Oportunidades. Nesse momento, as atenções estão voltadas para a Lei Paulo Gustavo, que promete um aporte de mais de R$3 bilhões em repasses do governo federal para estados e municípios. “A Lei Paulo Gustavo vem com a mesma lógica da Lei Aldir Blanc de 2020, o objetivo de ambas é socorrer o setor no pós-pandemia. Entretanto, a Lei Paulo Gustavo provém de recursos do fundo nacional audiovisual que não foram executados pelo governo anterior, por isso 70% desse recurso tem que ser aplicado em editais e ações do segmento audiovisual”, explica Carola.
Editais da Lei Paulo Gustavo já foram abertos em São Paulo e no Rio de Janeiro e, em setembro, devem começar a acontecer em Minas. “A expectativa é que com esse esforço o setor, e todos os conexos, recebam um respiro, gerando forte demanda de contratações de mão de obra, locações, técnicos e prestadoras de serviços do setor cultural e de eventos. Após a finalização das produções, também haverá uma grande onda de entrega de obras artísticas que, atreladas à democratização do acesso, aumentarão a disponibilidade descentralizada de espaços de exibição e, por conseguinte, da fruição do público a novas produções”, observa a entrevistada.
Segundo ela, a Lei Paulo Gustavo “é uma grande oportunidade para reaquecer o setor criativo e reconstruir novos padrões de comportamento no consumo cultural”. Essa visão se conecta com uma das premissas da É Cultural, de dar vazão à cultura praticada por grupos historicamente marginalizados. “Historicamente, os grupos da cultura tradicional e popular sempre estiveram fora dos sistemas de fomento e financiamento públicos. Esse problema compromete a salvaguarda de saberes tradicionais e de patrimônios, principalmente dificultando a transmissão dos saberes culturais tradicionais entre gerações”.

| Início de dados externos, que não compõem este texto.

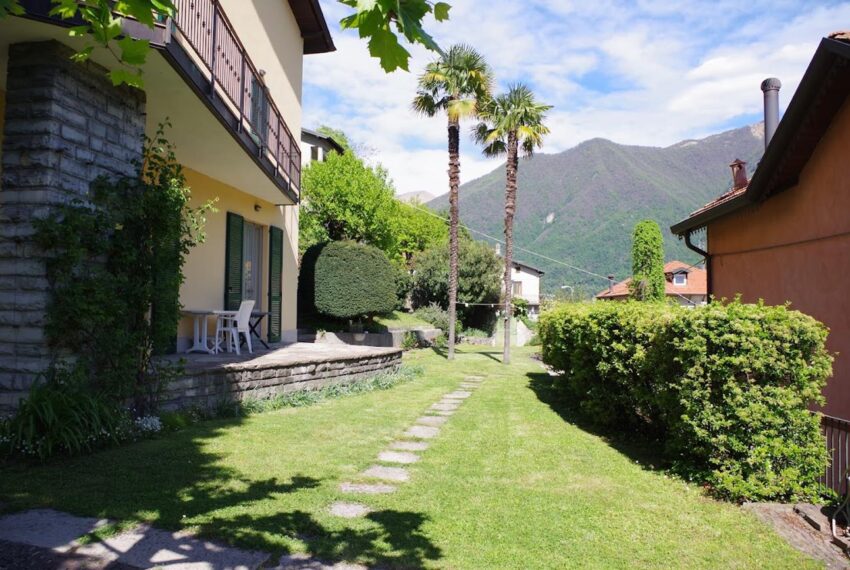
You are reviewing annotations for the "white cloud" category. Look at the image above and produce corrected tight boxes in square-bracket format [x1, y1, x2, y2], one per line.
[304, 0, 850, 194]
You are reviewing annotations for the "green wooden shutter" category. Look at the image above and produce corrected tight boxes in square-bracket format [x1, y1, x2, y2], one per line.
[224, 212, 245, 311]
[269, 226, 283, 342]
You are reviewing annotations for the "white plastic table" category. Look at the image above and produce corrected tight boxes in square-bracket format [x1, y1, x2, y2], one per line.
[182, 310, 215, 354]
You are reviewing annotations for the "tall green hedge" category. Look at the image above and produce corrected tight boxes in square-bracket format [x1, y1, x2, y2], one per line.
[539, 301, 832, 500]
[299, 241, 398, 319]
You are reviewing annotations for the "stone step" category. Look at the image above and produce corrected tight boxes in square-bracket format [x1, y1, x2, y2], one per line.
[378, 451, 419, 464]
[363, 465, 410, 483]
[390, 441, 428, 451]
[339, 483, 396, 495]
[404, 426, 440, 439]
[328, 501, 372, 519]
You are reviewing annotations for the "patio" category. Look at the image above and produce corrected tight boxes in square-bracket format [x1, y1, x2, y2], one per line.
[162, 342, 402, 410]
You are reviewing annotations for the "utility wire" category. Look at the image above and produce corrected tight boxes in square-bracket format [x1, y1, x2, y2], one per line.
[408, 204, 608, 282]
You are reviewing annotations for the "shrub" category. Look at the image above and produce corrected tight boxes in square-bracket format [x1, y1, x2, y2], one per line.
[301, 241, 397, 319]
[413, 303, 449, 332]
[540, 301, 831, 500]
[401, 331, 419, 350]
[0, 379, 134, 460]
[463, 328, 490, 338]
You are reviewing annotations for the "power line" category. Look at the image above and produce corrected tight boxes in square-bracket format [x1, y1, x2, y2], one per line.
[408, 204, 608, 282]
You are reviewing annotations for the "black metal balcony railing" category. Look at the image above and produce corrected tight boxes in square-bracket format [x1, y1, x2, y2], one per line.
[13, 0, 301, 194]
[173, 0, 301, 190]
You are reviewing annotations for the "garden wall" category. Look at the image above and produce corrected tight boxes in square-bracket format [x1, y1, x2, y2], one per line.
[160, 349, 402, 410]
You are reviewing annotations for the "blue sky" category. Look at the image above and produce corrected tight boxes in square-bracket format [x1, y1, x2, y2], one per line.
[303, 0, 850, 194]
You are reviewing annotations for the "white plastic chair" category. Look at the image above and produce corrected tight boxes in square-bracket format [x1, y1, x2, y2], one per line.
[215, 301, 254, 354]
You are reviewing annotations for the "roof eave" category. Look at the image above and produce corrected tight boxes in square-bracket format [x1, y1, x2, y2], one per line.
[670, 38, 850, 236]
[289, 0, 336, 55]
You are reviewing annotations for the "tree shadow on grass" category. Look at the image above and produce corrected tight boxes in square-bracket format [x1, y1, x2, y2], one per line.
[526, 372, 669, 471]
[0, 418, 441, 568]
[204, 510, 442, 568]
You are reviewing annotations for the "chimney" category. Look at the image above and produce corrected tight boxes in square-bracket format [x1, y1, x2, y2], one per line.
[729, 158, 750, 190]
[761, 77, 782, 149]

Gerações. Carola utiliza um exemplo bem didático para provar seu ponto. “Como um filho de mestre congadeiro vai se interessar pela continuidade do ofício do pai se não conseguir se sustentar com a arte que ele carrega? E como é que ele vai fazer isso sem o apoio dos sistemas de fomento se essa arte é costume, ou seja, não é comercial?”, questiona.
“É aqui que a democratização desses recursos é essencial. Fazer chegar até povos indígenas, quilombolas e outros tantos é fazer cumprir o objetivo dos sistemas de fomento. Com a Lei Paulo Gustavo essa necessidade aumenta, visto que a maioria desses segmentos ainda não se recuperou da pandemia”, completa.
Por isso, ela reafirma o compromisso de sua empresa com “a inovação e a democratização do acesso a serviços eficientes e de qualidade”. “O principal desafio do setor cultural no Brasil neste ano é executar a Lei Paulo Gustavo e Aldir Blanc ao mesmo tempo, exatamente onde atuamos hoje. Nos próximos anos, vamos ampliar o atendimento para mais estados e dobrar a quantidade de projetos anuais, com foco em oferecer uma gama maior de serviços para os clientes e em mais lugares. Em 2024, teremos que lidar com a reforma tributária e todos os impactos impensáveis no sistema de fomento”, salienta. “Estamos nos preparando para atuar em todos os desafios e contribuir para um melhor desenvolvimento da indústria criativa”, arremata.